Fig. 4.

CeA-delivered pHSVsiLTLR4a selectively inhibits binge alcohol drinking. (A) Binge alcohol responding in P rats on an FR-4 schedule during the presurgery (5 d), and after pHSVsiLTLR4 infusion into the CeA. The asterisk represents significance for pHSVsiLTLR4 (n = 10) compared with pHSVsiNC (n = 8) and the presurgery control using the Tukey and Dunnett's test, respectively, following significant group [F_(1,10) = 15.46, P < 0.003] and session [F_{(10, 10)} = 3.42, P < 0.032] effects. (B) Binge sucrose responding in P rats (n = 5) on an FR-4 schedule during the presurgery (5 d) and after pHSVsiLTLR4 infusion in the CeA. Except for the initial postsurgery day, pHSVsiLTLR4a did not significantly alter binge sucrose responding (P > 0.05). (C) Cohorts of binged P rats were microinfused with PBS, pHSVsiNC, or pHSVsiLTLR4a into the CeA and micropunches collected 72 h or 15 d after infusion.
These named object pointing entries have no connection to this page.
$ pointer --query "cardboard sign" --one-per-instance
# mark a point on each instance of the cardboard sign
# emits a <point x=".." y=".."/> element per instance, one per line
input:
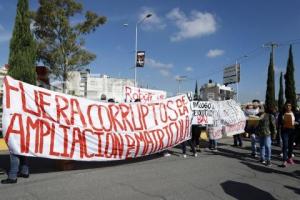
<point x="143" y="94"/>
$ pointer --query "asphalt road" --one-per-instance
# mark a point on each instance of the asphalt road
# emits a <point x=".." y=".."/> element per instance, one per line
<point x="229" y="173"/>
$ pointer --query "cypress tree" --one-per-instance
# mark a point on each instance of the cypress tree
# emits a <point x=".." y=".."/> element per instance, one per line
<point x="22" y="54"/>
<point x="290" y="90"/>
<point x="270" y="93"/>
<point x="280" y="94"/>
<point x="196" y="95"/>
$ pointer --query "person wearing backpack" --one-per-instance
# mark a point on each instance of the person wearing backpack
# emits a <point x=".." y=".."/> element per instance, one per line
<point x="287" y="134"/>
<point x="266" y="130"/>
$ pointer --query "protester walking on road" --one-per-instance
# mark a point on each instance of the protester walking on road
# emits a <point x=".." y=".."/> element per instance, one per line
<point x="252" y="112"/>
<point x="191" y="142"/>
<point x="18" y="168"/>
<point x="266" y="130"/>
<point x="287" y="121"/>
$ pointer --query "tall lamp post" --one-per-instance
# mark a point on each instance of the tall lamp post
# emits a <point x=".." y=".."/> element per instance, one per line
<point x="237" y="75"/>
<point x="135" y="57"/>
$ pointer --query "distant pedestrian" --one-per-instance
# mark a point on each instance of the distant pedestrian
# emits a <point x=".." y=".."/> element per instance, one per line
<point x="237" y="140"/>
<point x="252" y="113"/>
<point x="266" y="130"/>
<point x="191" y="142"/>
<point x="287" y="134"/>
<point x="18" y="168"/>
<point x="103" y="98"/>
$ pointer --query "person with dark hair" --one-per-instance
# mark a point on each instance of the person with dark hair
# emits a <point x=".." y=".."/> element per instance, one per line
<point x="192" y="142"/>
<point x="103" y="97"/>
<point x="111" y="100"/>
<point x="288" y="123"/>
<point x="252" y="113"/>
<point x="266" y="130"/>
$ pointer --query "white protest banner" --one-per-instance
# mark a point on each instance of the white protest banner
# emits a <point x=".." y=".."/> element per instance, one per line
<point x="228" y="119"/>
<point x="43" y="123"/>
<point x="233" y="118"/>
<point x="202" y="112"/>
<point x="143" y="94"/>
<point x="215" y="130"/>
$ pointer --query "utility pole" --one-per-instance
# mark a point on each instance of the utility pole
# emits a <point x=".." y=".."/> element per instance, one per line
<point x="271" y="45"/>
<point x="180" y="79"/>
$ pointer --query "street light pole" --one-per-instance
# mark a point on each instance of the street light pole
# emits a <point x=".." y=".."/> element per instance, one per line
<point x="135" y="56"/>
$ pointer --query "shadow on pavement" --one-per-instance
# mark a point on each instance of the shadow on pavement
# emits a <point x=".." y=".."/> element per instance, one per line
<point x="296" y="190"/>
<point x="45" y="165"/>
<point x="252" y="163"/>
<point x="244" y="191"/>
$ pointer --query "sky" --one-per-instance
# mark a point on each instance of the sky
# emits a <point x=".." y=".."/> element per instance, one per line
<point x="195" y="39"/>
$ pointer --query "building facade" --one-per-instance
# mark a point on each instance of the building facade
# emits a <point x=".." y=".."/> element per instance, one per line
<point x="92" y="86"/>
<point x="215" y="91"/>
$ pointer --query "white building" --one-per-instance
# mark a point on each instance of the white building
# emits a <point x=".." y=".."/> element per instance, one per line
<point x="215" y="91"/>
<point x="92" y="86"/>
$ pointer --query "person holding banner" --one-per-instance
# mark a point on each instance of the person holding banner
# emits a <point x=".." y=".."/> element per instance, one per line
<point x="252" y="114"/>
<point x="192" y="141"/>
<point x="266" y="130"/>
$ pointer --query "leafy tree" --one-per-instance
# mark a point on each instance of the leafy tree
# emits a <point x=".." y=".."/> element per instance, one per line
<point x="270" y="93"/>
<point x="22" y="52"/>
<point x="196" y="95"/>
<point x="280" y="94"/>
<point x="60" y="39"/>
<point x="290" y="90"/>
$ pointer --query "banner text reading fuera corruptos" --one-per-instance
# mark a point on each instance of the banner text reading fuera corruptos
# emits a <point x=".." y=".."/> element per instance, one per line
<point x="43" y="123"/>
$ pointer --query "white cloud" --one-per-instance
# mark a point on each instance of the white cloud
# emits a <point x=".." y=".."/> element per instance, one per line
<point x="214" y="53"/>
<point x="152" y="23"/>
<point x="189" y="69"/>
<point x="163" y="68"/>
<point x="197" y="25"/>
<point x="165" y="73"/>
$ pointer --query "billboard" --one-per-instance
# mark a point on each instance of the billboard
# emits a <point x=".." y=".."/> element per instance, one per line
<point x="231" y="74"/>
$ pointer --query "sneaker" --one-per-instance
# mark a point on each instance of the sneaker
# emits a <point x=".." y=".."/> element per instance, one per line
<point x="268" y="163"/>
<point x="290" y="161"/>
<point x="284" y="164"/>
<point x="262" y="161"/>
<point x="167" y="155"/>
<point x="23" y="175"/>
<point x="254" y="155"/>
<point x="9" y="181"/>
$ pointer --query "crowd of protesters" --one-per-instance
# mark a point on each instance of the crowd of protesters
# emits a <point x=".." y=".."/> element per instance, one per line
<point x="264" y="126"/>
<point x="269" y="125"/>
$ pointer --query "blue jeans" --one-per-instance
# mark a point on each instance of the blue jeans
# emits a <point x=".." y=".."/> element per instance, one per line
<point x="253" y="144"/>
<point x="287" y="136"/>
<point x="265" y="147"/>
<point x="213" y="144"/>
<point x="17" y="161"/>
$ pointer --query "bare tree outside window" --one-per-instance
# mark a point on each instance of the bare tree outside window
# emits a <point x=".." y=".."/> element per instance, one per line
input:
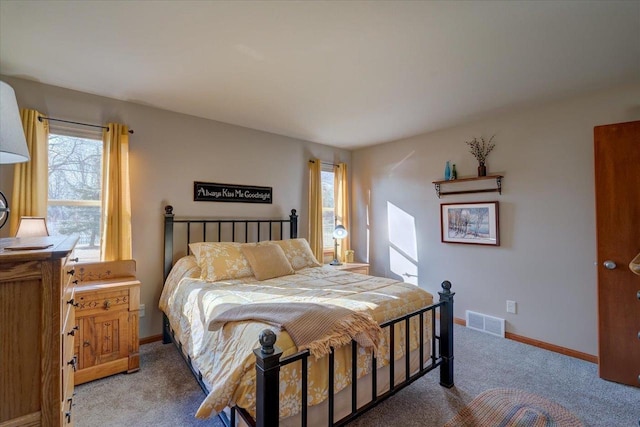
<point x="328" y="208"/>
<point x="75" y="173"/>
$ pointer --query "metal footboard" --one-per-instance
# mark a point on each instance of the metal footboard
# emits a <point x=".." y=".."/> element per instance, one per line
<point x="269" y="363"/>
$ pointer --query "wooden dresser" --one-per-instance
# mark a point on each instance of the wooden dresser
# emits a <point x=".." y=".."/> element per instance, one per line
<point x="107" y="319"/>
<point x="36" y="326"/>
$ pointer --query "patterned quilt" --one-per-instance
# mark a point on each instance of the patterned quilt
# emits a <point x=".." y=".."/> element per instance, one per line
<point x="225" y="357"/>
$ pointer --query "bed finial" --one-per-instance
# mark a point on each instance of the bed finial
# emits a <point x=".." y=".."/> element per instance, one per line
<point x="446" y="286"/>
<point x="267" y="341"/>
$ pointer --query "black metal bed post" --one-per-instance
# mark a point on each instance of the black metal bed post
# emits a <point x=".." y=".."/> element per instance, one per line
<point x="446" y="335"/>
<point x="267" y="380"/>
<point x="293" y="231"/>
<point x="168" y="262"/>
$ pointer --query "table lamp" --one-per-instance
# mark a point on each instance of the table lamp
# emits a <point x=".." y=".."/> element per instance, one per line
<point x="339" y="233"/>
<point x="13" y="144"/>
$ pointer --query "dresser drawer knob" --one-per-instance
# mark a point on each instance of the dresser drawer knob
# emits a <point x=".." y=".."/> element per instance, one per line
<point x="73" y="362"/>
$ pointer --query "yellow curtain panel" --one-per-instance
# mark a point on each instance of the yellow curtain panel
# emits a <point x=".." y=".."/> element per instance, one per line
<point x="31" y="179"/>
<point x="315" y="209"/>
<point x="116" y="194"/>
<point x="341" y="189"/>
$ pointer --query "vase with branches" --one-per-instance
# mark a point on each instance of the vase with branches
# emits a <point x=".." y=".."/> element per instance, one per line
<point x="480" y="150"/>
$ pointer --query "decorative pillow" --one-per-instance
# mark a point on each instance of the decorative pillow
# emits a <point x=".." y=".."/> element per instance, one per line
<point x="267" y="261"/>
<point x="222" y="261"/>
<point x="194" y="248"/>
<point x="298" y="252"/>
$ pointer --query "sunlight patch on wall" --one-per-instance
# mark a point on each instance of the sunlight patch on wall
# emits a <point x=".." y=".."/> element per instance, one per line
<point x="402" y="231"/>
<point x="403" y="244"/>
<point x="403" y="267"/>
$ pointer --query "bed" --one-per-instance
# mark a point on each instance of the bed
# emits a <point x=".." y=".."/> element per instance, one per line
<point x="236" y="310"/>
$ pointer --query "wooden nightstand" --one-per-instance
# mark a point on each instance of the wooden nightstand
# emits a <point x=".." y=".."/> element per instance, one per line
<point x="354" y="267"/>
<point x="107" y="318"/>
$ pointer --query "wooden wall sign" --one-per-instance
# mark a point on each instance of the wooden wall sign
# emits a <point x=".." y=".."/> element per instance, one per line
<point x="213" y="192"/>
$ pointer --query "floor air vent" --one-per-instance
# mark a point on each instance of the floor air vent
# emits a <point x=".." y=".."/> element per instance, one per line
<point x="483" y="323"/>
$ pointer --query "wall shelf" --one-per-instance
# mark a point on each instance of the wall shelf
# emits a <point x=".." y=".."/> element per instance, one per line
<point x="497" y="188"/>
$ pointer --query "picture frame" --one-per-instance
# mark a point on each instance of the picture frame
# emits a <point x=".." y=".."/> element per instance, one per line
<point x="475" y="223"/>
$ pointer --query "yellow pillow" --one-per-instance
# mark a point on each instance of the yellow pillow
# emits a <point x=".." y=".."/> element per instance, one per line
<point x="298" y="252"/>
<point x="222" y="261"/>
<point x="267" y="261"/>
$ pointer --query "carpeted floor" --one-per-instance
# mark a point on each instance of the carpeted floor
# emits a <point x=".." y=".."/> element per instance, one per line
<point x="164" y="393"/>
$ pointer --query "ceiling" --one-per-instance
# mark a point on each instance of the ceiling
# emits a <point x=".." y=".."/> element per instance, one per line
<point x="342" y="73"/>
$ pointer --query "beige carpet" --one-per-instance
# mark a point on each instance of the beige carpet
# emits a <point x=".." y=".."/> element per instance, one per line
<point x="513" y="408"/>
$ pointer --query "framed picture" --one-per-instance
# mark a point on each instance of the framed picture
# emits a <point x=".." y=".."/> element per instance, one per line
<point x="472" y="223"/>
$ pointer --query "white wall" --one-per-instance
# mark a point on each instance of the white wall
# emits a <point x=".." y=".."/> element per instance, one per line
<point x="547" y="214"/>
<point x="168" y="151"/>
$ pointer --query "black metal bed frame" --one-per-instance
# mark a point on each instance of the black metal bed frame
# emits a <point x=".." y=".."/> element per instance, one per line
<point x="268" y="356"/>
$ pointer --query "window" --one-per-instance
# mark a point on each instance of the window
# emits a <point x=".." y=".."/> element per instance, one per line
<point x="328" y="206"/>
<point x="75" y="174"/>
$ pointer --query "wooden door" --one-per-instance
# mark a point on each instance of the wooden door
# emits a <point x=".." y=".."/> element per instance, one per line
<point x="617" y="174"/>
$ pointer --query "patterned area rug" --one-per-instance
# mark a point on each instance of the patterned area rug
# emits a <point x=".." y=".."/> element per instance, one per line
<point x="513" y="408"/>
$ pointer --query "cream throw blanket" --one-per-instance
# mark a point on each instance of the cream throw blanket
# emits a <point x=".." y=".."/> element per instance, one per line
<point x="316" y="327"/>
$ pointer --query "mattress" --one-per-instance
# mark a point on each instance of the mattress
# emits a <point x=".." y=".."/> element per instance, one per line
<point x="225" y="358"/>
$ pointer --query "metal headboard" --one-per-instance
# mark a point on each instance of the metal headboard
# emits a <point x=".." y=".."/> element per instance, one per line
<point x="221" y="230"/>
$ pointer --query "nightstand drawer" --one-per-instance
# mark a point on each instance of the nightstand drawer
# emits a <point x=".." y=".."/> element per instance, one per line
<point x="90" y="303"/>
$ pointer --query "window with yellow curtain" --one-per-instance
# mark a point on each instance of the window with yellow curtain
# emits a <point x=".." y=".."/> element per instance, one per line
<point x="328" y="207"/>
<point x="335" y="203"/>
<point x="75" y="188"/>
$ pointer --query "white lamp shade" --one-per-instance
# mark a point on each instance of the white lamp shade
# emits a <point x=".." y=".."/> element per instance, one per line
<point x="340" y="232"/>
<point x="32" y="226"/>
<point x="13" y="144"/>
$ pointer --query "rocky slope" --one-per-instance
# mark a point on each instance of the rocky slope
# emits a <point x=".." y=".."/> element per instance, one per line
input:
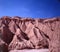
<point x="26" y="33"/>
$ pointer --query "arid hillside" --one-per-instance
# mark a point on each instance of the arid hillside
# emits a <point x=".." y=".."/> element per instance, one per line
<point x="26" y="33"/>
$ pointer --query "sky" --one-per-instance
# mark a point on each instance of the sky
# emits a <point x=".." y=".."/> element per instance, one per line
<point x="30" y="8"/>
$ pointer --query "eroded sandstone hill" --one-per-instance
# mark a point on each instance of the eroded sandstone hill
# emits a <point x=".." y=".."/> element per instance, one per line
<point x="26" y="33"/>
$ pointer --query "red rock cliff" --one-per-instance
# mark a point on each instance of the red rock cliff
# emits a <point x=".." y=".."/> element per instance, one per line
<point x="27" y="33"/>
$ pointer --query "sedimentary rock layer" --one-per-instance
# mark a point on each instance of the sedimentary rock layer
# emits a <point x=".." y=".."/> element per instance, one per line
<point x="27" y="33"/>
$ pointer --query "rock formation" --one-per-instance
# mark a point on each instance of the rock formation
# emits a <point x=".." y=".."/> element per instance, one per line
<point x="26" y="33"/>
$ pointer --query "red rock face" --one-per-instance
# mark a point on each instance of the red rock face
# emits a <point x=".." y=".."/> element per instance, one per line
<point x="26" y="33"/>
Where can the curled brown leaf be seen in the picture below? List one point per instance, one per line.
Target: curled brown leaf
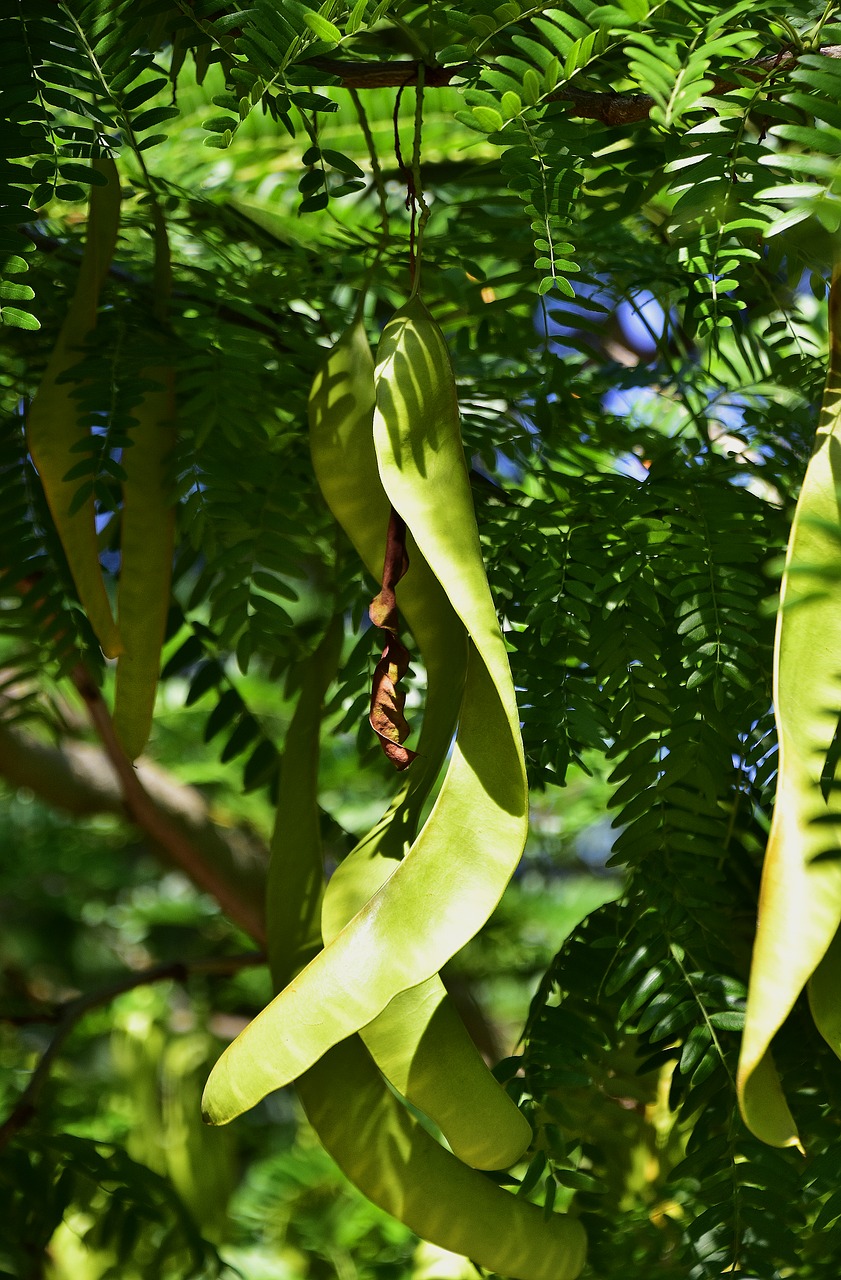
(385, 716)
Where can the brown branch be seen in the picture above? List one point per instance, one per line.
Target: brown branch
(149, 818)
(609, 108)
(74, 1010)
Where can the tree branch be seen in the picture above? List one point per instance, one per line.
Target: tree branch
(609, 108)
(74, 1010)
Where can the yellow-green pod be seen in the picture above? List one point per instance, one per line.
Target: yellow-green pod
(402, 1169)
(420, 1029)
(370, 1134)
(53, 421)
(295, 886)
(147, 535)
(456, 871)
(800, 895)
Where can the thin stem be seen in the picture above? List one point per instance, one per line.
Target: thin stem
(144, 812)
(74, 1010)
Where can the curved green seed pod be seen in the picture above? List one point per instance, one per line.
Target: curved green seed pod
(147, 536)
(800, 896)
(456, 871)
(403, 1170)
(53, 421)
(420, 1029)
(369, 1133)
(295, 885)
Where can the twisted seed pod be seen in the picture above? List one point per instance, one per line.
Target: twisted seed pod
(366, 1129)
(800, 895)
(147, 535)
(420, 1028)
(54, 430)
(456, 871)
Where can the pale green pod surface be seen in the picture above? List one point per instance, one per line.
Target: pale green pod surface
(453, 876)
(296, 876)
(147, 538)
(403, 1170)
(376, 1142)
(419, 1041)
(800, 895)
(53, 420)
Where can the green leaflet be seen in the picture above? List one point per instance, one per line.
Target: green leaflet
(366, 1129)
(53, 421)
(456, 871)
(800, 896)
(420, 1029)
(147, 534)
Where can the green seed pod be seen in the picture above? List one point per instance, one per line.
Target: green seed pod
(54, 430)
(147, 535)
(420, 1028)
(370, 1134)
(432, 904)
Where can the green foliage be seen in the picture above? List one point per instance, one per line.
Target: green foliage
(634, 215)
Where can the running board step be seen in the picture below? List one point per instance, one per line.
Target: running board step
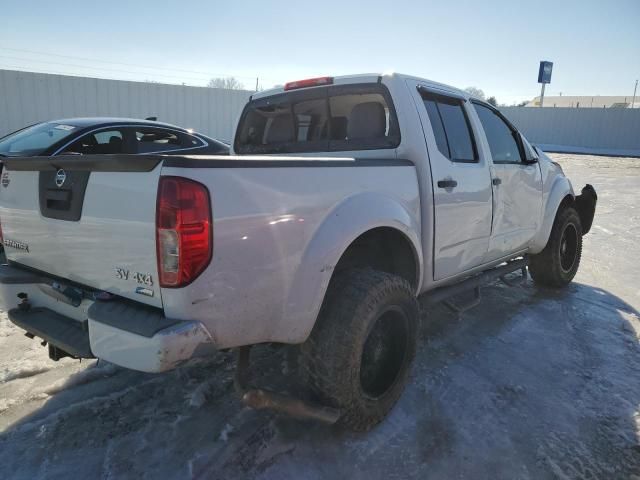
(474, 283)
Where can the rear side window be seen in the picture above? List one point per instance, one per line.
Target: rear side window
(335, 118)
(451, 127)
(34, 140)
(501, 137)
(151, 140)
(107, 142)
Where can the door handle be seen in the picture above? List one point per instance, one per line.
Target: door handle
(448, 183)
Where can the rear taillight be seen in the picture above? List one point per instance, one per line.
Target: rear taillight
(184, 230)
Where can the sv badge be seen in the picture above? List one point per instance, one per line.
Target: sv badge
(141, 278)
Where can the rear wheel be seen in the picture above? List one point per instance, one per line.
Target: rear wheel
(359, 354)
(558, 263)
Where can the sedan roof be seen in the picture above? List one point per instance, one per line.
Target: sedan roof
(83, 122)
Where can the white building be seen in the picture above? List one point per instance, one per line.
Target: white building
(585, 101)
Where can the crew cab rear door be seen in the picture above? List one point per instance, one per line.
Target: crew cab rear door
(85, 219)
(517, 185)
(461, 182)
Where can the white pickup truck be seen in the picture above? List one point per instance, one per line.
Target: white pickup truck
(344, 200)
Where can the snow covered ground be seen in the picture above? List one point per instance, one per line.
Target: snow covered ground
(530, 384)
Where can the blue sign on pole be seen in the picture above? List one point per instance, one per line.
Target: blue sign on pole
(544, 74)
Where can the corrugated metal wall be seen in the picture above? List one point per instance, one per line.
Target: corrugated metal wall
(27, 98)
(614, 131)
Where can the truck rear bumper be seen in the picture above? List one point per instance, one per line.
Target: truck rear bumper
(164, 351)
(119, 331)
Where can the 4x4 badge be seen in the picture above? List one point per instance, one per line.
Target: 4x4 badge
(61, 176)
Protein extracts were then immunoblotted with antibodies to α2, TLR4, or GAPDH control and blots stripped between antibodies and expressed as densitometric units ± SEM pHSVsiLTLR4a inhibited TLR4 at day 3, but not day 15 relative to PBS and pHSVsiNC (P > 0.05); pHSVsiLTLR4a also failed to alter the α2 protein (P > 0.05). (D) Group of EGFP⁺ neurons near one of the pHSVsiLTLR4a injection sites in the CeA. (Scale bar, 25 μm.) (E) Binge alcohol responding in P rats on an FR-4 schedule during the presurgery (5 d), and after pHSVsiLTLR4 (n = 7) and pHSVsiNC (n = 8) infused into the VP; pHSVsiLTLR4a did not alter binge alcohol responding in the VP [F_{(1, 10)} = 2.78, P > 0.05]. (See SI Materials and Methods for blood alcohol levels and additional statistical details for A–C and E.)